RHP

RHP User

M52 F57

Relaxation tips for the male half.

December 23 2018

A question from the M of the couple. As a couple we have had a little experience with soft swap and playing alone at a party. I'm all for seeing her enjoy herself with another man. Seeing her kiss other men is not an issue. So in short I'm eager for a full swap to happen. The issue is remaining/getting hard so that we can both enjoy the experience. What relaxation tips do people have? Tried having a couple of drinks to relax and tends to send me to the toilet every 2 seconds. Hearing crowd noise has also been off putting. Crowded play rooms have also been an issue in trying to relax. It's getting to the point that I'm wondering if I'll ever relax in a party environment. - Posted from rhpmobile

Comments

  • RHP

    RHP User

    7 years ago

    Ive been to a few parties now and personally i never have sex at events. Ive been in rooms full of people having sex and not been in the least bit interested in participating and thats been with men, women, CDs and Trans. I go to events to meet and talk to people, plus ive never been approached for sex and therefore never expect it or look for it, and to be honest would probably reject it if it was offered. In these situations you need to be in the right mindset and forcing it would only lead to bad results. If you cant relax, then dont try and force yourself because youd probably regret it.
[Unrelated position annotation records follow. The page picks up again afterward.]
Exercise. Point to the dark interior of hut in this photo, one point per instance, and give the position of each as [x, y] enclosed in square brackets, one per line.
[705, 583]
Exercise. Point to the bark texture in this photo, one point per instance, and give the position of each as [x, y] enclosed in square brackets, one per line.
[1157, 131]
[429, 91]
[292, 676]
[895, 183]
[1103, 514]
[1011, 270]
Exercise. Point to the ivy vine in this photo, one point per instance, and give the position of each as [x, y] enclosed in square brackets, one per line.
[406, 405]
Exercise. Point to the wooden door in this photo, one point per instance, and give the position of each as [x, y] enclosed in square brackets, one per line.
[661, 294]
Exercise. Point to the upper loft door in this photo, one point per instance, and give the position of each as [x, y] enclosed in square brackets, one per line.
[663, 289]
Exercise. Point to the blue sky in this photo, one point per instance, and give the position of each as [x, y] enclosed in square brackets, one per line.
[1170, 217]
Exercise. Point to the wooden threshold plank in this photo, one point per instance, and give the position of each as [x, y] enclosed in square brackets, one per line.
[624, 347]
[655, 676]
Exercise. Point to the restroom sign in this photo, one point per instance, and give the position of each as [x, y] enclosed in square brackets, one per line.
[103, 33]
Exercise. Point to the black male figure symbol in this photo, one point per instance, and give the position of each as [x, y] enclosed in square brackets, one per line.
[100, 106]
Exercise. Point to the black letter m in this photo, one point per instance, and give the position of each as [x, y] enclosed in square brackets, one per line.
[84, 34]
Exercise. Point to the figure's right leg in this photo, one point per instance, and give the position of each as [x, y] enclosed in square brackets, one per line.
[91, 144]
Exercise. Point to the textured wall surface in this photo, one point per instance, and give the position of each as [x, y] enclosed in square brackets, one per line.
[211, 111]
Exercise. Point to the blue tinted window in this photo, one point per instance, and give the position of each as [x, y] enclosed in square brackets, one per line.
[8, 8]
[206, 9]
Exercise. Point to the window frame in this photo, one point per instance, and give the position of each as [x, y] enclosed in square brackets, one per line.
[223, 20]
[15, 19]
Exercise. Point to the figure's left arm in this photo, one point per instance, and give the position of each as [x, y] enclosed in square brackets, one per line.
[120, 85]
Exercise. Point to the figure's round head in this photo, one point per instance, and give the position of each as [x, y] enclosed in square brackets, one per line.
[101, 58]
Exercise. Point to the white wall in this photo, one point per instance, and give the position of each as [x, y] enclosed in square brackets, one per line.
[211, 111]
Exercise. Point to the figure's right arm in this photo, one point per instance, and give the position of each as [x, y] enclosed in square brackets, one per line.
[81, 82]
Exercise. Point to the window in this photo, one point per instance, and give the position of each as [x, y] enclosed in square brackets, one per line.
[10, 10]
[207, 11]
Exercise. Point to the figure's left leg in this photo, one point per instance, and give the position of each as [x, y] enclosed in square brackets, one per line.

Work out a situation that works equally for the both of you so you're both equally happy. Thats just in my humble opinion.

  • RHP

    RHP User

    7 years ago

    Maybe you need to consider at this point in time parties and clubs where you can play are not for you (remember I’m only saying st this point in time). If you struggle to remain hard during these events given the veritable treasure trove of erotic situations you are surrounded with then maybe consideration needs to be given to attending events on a smaller scale. Maybe you need to consider a few more intimate gatherings before attempting another party/club environment. Meet with a couple (whoever that may be) and see if an erection can be maintained in a more intimate environment. Then you could potentially look at organising something with two couples. What you have to consider is that parties aren’t for everyone. And that’s ok - just because it may not be for you doesn’t mean you can’t find and set up and environment that is for you.

  • RHP

    RHP User

    7 years ago

    Not everyone enjoys sex in public at parties and I find myself being self conscious too Most guys I play with feel similar and erections wax and wane with what else is going on around. There’s Exhibitionists that get off on people watching and part of me thinks “good for them” as I really enjoy the show. So no tips other than perhaps realizing that some of those things take time to get used to , be patient with yourself and build up the familiarity with the environment. It may just be time.

  • RHP

    RHP User

    7 years ago

    Both good advice. Paying the entry fee makes me feel like I should play on the night but you're right Alison, shouldn't put that pressure on myself to play then and there if I'm not feeling it. We have a few couples lined up for meet ups in the new year. Biggest issue is finding a day that everyone is available. Thanks again guys.

  • totally_normal

    totally_normal

    7 years ago

    There is no obligation to play, but if you are keen to have recreational sex in a club or multiple person environment and suffer stage fright, there are pills that can help, I am sure they were invented for just such a situation. Talk to your GP about your erectile issues (you may or may not want to mention the details) and keep the tablets for special occasions. Sometimes just knowing you have that backup option can be enough to improve the situation.

  • boobsandbusted

    boobsandbusted

    7 years ago

    find some good freinds to go with. that are easy going and help you feel relaxed ,play with them in a closed room or a slightly private area ,some places and partys are quite intimidating. in the beginning ,hell we still find it hard when it’s very crowded and have to fight for space. and not want to be fending off other people at times ,or maybe find some freinds and play with them. at home a hotel or there place then add in another couple and build from there ,most of all don’t worry too much about it ,i know how you feel about paying and not playing but swinging is at times as much a social and net working thing. to find those freinds to play with at a later date in a better environment ,for yourself ,if you play you play if you don’t you don’t ,it’s just a little bit of what ever ,lol mr b

  • boobsandbusted

    boobsandbusted

    7 years ago

    also hopefully you will find a couple that will just get all your attention be a bit experienced and you will so excited by them the outside world does not exist, mr b

  • boobsandbusted

    boobsandbusted

    7 years ago

    gawd me again , maybe watch out for the relaxing drinks ,we have found with many ,booze is an hard on killer if you have more than a couple ,everyone is different but booze seems to be a common denominator as well as nerves mr b

  • RHP

    RHP User

    7 years ago

    You guys(mainly the male half). What you are experiencing is very common in men in public sexual acts and exhibition. To resolve the problem you have to "Master the Art of Tuning out." There is not much written or researched about the subject, which is said because it does affect many of us males when starting to swing in mass gatherings. There are simple tricks that you can do to get rid of your concern and what effects you wanting to perform in public. The best person to help is your wife. Once you practice with her, then the rest all falls into place.